The exact cause of secondary infertility can be difficult to pinpoint. This could include fallopian tube damage, endometriosis, thyroid problems, ovulation disorders, or uterine conditions. Other causes may be related to a change in partner or may be the result of a change in the sperm itself due to medication or aging. 

Post-pregnancy, some women experience changes in their cycle, which can make it more difficult to figure out when they are ovulating compared to when they tried to conceive for their first pregnancy. These changes may be due to weight gain, less sleep, more stress, or post-partum hormonal changes. Complications from a first pregnancy may also be a factor in secondary infertility. 

Getting Support

Dealing with secondary infertility can lead to increased pressure in other areas of your life and can be an especially isolating diagnosis.
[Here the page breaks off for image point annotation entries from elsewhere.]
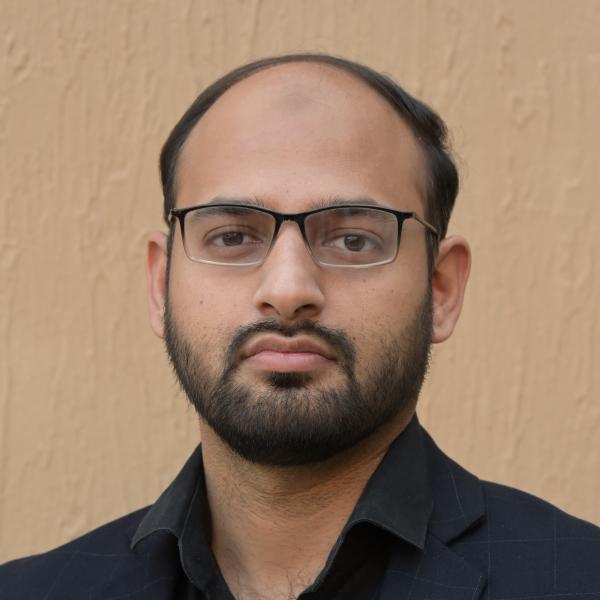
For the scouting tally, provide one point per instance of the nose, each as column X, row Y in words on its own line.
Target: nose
column 289, row 287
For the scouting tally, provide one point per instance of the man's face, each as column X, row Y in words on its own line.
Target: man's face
column 290, row 362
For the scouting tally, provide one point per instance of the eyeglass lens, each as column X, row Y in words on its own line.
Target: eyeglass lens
column 338, row 236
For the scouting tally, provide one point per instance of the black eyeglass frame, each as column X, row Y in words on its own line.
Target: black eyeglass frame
column 299, row 219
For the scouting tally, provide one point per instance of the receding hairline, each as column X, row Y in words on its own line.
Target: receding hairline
column 335, row 72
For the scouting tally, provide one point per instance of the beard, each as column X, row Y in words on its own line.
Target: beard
column 287, row 419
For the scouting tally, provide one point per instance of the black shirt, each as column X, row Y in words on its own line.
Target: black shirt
column 395, row 506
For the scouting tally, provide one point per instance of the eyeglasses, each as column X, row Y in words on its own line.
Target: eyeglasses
column 347, row 236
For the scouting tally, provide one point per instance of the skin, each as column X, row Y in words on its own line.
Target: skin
column 294, row 136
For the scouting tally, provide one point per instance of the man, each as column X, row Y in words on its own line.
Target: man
column 305, row 274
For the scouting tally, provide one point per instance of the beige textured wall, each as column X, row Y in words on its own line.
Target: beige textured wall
column 92, row 424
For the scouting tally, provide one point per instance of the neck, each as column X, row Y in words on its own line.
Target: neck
column 273, row 527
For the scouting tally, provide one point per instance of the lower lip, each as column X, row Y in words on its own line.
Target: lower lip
column 288, row 361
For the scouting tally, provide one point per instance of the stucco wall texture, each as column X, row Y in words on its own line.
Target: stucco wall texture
column 92, row 422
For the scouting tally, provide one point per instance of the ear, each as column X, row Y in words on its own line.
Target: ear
column 156, row 279
column 449, row 280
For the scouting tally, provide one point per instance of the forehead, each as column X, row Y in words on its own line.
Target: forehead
column 294, row 132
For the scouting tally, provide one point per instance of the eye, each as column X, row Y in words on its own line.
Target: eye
column 232, row 238
column 353, row 242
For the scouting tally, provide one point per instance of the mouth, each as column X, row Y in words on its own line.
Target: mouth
column 280, row 354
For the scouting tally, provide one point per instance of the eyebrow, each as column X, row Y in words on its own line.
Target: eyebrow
column 253, row 201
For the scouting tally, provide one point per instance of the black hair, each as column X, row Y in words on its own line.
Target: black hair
column 442, row 182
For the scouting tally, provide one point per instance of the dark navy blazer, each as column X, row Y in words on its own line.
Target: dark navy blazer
column 485, row 541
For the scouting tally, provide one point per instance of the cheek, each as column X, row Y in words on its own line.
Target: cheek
column 375, row 315
column 205, row 314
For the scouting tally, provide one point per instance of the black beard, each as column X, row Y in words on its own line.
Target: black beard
column 288, row 423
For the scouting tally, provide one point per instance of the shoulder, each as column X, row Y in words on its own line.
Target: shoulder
column 512, row 512
column 526, row 544
column 77, row 569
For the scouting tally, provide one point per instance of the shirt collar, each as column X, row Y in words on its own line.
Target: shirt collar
column 397, row 498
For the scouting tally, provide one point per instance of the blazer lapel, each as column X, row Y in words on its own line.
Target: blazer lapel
column 436, row 572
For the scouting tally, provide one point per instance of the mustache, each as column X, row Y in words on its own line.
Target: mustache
column 337, row 339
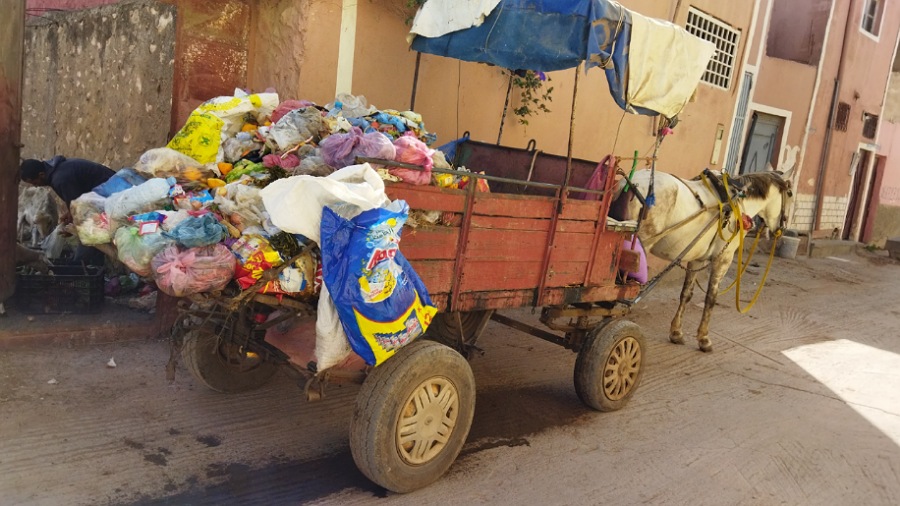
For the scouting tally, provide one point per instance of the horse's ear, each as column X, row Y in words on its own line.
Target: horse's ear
column 788, row 174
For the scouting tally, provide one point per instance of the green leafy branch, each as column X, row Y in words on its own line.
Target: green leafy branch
column 534, row 96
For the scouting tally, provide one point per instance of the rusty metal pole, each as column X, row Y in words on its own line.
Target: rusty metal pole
column 12, row 56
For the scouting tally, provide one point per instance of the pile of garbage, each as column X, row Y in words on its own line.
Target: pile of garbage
column 247, row 185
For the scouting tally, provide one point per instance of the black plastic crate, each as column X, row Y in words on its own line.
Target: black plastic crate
column 69, row 289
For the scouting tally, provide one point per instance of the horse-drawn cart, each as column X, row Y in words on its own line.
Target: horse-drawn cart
column 541, row 237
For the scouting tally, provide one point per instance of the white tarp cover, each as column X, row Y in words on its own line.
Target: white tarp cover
column 440, row 17
column 665, row 63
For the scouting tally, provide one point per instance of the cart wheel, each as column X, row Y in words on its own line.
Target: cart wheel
column 223, row 366
column 609, row 365
column 412, row 416
column 445, row 327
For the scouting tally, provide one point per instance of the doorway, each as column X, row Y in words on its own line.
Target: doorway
column 762, row 146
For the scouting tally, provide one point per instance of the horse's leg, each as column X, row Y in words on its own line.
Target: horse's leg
column 687, row 290
column 717, row 269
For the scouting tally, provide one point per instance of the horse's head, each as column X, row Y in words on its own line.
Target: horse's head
column 773, row 190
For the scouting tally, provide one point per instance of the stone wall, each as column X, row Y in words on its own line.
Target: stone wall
column 98, row 82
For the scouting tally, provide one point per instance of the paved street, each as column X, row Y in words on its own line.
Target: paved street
column 798, row 404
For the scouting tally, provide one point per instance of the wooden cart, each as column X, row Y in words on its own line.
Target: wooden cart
column 532, row 241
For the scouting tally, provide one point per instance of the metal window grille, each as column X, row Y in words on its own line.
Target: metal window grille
column 842, row 117
column 721, row 66
column 870, row 125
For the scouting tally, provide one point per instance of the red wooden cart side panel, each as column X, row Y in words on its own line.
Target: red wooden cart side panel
column 430, row 198
column 505, row 299
column 585, row 210
column 572, row 247
column 606, row 258
column 505, row 245
column 481, row 275
column 436, row 274
column 429, row 243
column 566, row 274
column 516, row 206
column 578, row 227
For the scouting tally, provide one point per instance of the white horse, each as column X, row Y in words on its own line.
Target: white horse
column 683, row 222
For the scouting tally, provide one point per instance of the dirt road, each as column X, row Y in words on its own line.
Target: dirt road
column 799, row 404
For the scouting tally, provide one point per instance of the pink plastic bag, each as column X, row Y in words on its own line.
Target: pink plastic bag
column 288, row 162
column 413, row 151
column 288, row 106
column 341, row 150
column 179, row 272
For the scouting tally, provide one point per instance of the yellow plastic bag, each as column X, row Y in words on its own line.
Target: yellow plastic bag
column 200, row 137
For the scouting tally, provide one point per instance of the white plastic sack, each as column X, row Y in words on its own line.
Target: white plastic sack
column 332, row 345
column 143, row 198
column 295, row 203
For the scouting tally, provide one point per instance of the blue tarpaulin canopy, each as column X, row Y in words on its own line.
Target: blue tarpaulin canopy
column 547, row 35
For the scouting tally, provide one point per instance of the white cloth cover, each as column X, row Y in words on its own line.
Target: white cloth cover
column 440, row 17
column 295, row 204
column 665, row 64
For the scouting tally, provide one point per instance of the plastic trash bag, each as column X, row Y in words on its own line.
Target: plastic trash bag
column 413, row 151
column 241, row 205
column 297, row 126
column 295, row 203
column 90, row 219
column 198, row 231
column 122, row 180
column 137, row 251
column 200, row 138
column 179, row 272
column 332, row 345
column 382, row 302
column 235, row 148
column 341, row 150
column 165, row 162
column 350, row 106
column 149, row 196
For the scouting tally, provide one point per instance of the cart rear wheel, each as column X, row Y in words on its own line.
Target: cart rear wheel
column 412, row 416
column 223, row 366
column 610, row 365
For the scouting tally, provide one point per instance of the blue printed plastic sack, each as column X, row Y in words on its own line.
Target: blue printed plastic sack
column 382, row 303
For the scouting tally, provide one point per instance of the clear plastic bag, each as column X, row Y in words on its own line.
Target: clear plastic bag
column 149, row 196
column 137, row 251
column 198, row 231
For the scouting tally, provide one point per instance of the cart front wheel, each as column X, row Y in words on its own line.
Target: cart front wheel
column 412, row 416
column 610, row 365
column 223, row 366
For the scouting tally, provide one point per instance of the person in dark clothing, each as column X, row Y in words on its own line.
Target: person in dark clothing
column 69, row 178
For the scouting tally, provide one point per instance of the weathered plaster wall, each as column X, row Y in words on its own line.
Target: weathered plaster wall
column 11, row 57
column 295, row 50
column 98, row 82
column 213, row 47
column 865, row 75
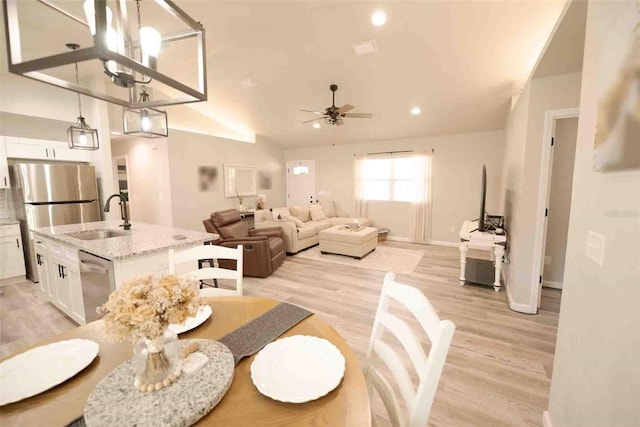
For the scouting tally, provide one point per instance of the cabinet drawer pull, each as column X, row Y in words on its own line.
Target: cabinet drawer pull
column 92, row 268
The pressure of not only growing your family, but also trying to give your child a sibling can lead to feelings of guilt. It is also not uncommon for family members who may not be aware of your struggles to continue to ask about when another baby might be coming. 

It’s often difficult for people with secondary infertility to find communities dealing with similar struggles. In infertility support groups, the focus is usually on those with primary infertility which makes people dealing with secondary infertility reluctant to speak up about their own challenges. 

However, opening up to those around you and in online and in-person support groups allows you to share what you’re dealing with during an emotionally difficult time. Many women also find their families are more supportive and understanding when they share information about their fertility challenges, and often find others in their family have had similar experiences. 

Remember that while seldom discussed, secondary infertility is more common than you think — likely even among others you know. An increasing number of resources and honest conversation can help turn this silent struggle into a commonality no woman should feel ashamed of. 

What can you do about it? 

Depending on the medical advice you receive from your doctor and where you are in your fertility journey, there are a number of options for women struggling with secondary infertility. 

Monitoring your ovulation is one of the first steps in battling infertility. Without having insight into if and when you are ovulating, it can be difficult to figure out when you should be trying to conceive. Variability in your ovulation timing is relatively common after giving birth, particularly during breastfeeding. Using an ovulation monitor such as OvuSense, which can predict when you ovulate 24 hours in advance, allows you to understand when you are ovulating in real time and when you should be trying to conceive or need further tests. 

Just as with other forms of infertility, many treatment options exist, including stimulated or medicated cycles, which can be used to increase the production of eggs. Depending on your specific medical history and findings with your doctor, the treatments for secondary infertility may be similar to primary infertility, so it’s important to bring any concerns to your doctor early to decide the best course of care. 

Regardless of what you decide your next step should be, taking back some control by educating yourself on the decision can help you feel more confident and take some of the stress out of trying to conceive.